Data and Economic Context: Georgia’s Solar Standing
Georgia currently holds a prominent position in the national renewable energy landscape, ranking eighth in the country for total installed solar capacity, according to the Solar Energy Industries Association (SEIA). As of the end of 2023, the state had enough solar capacity to power over 600,000 homes. However, much of this growth has been "utility-scale," meaning it was initiated and controlled by Georgia Power or other large providers.

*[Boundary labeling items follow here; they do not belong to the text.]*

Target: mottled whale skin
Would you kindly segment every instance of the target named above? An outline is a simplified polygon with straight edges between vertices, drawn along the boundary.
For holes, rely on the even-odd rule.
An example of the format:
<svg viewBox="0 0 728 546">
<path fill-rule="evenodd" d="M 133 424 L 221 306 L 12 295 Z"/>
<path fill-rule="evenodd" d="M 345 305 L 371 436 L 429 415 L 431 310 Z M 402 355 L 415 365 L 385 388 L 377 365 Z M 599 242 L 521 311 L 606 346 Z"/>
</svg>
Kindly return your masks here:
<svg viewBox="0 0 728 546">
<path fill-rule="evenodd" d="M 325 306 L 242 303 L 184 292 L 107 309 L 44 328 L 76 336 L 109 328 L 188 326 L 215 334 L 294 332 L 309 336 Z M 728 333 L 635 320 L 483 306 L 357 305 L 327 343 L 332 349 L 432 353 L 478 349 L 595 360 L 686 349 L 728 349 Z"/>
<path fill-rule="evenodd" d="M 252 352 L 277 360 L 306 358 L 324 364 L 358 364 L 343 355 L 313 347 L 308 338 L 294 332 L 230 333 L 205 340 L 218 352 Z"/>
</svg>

The economic impact of the solar industry in Georgia is already substantial, with over $6 billion in total investment and more than 5,000 jobs. Proponents of the CIR program argue that by opening the door to customer-led projects, these numbers could grow exponentially. Furthermore, the program aligns with the federal incentives provided by the Inflation Reduction Act (IRA), which offers significant tax credits for renewable energy projects. By facilitating these projects in-state, Georgia is better positioned to capture federal investment dollars that might otherwise go to states with more flexible energy markets.
Reactions and Stakeholder Perspectives
The response to the CIR program has been largely positive, though some advocates remain cautious. Environmental groups have hailed the program as a victory for market-based decarbonization. By allowing companies to pay for their own "greenness," the program ensures that the costs of these specific projects are not shifted onto residential ratepayers who may not have the same sustainability mandates.
Priya Barua of CEBA emphasized that this model could serve as a blueprint for other states. "It provides an opportunity for the first time for these customers to be able to identify and bring projects to Georgia Power," Barua stated. She noted that the program "accelerates the clean energy projects coming to the system, which would then negate the need for natural gas and other types of generation resources down the road."
From the utility’s perspective, the CIR program offers a way to satisfy its largest and most influential customers while maintaining control over grid integration and reliability. Georgia Power has stated that it remains committed to a "diverse energy mix," but the CIR program acknowledges that the "all-of-the-above" strategy must include a more robust and flexible path for renewables.
Broader Implications and Future Outlook
The success of the Customer-Identified Resource program will likely be measured by the volume of projects proposed in its first year. If major players like Microsoft or Rivian (which is also planning a massive facility in Georgia) utilize the program to build significant renewable capacity, it could fundamentally alter the long-term energy forecast for the state.
One of the most profound implications of the CIR program is its potential to mitigate the need for new fossil fuel infrastructure. If corporate-funded solar and storage can meet a substantial portion of the new demand from data centers, the "need" for new natural gas turbines—as argued by Georgia Power in recent regulatory filings—may diminish. This would have long-term benefits for the state’s carbon emissions profile and help protect ratepayers from the price volatility associated with natural gas markets.
Furthermore, the CIR program represents a shift toward a more decentralized and democratic energy grid. While the utility still manages the wires and ensures balance, the decision of what to build and where to build it is no longer solely the province of a single corporation or a five-member commission.
As the program opens this summer, the eyes of the energy industry will be on Georgia. If the CIR program proves that corporate capital can effectively and reliably build out a state’s renewable infrastructure, it may become the standard model for regulated utilities across the United States, bridging the gap between the 20th-century utility structure and the 21st-century’s urgent climate goals.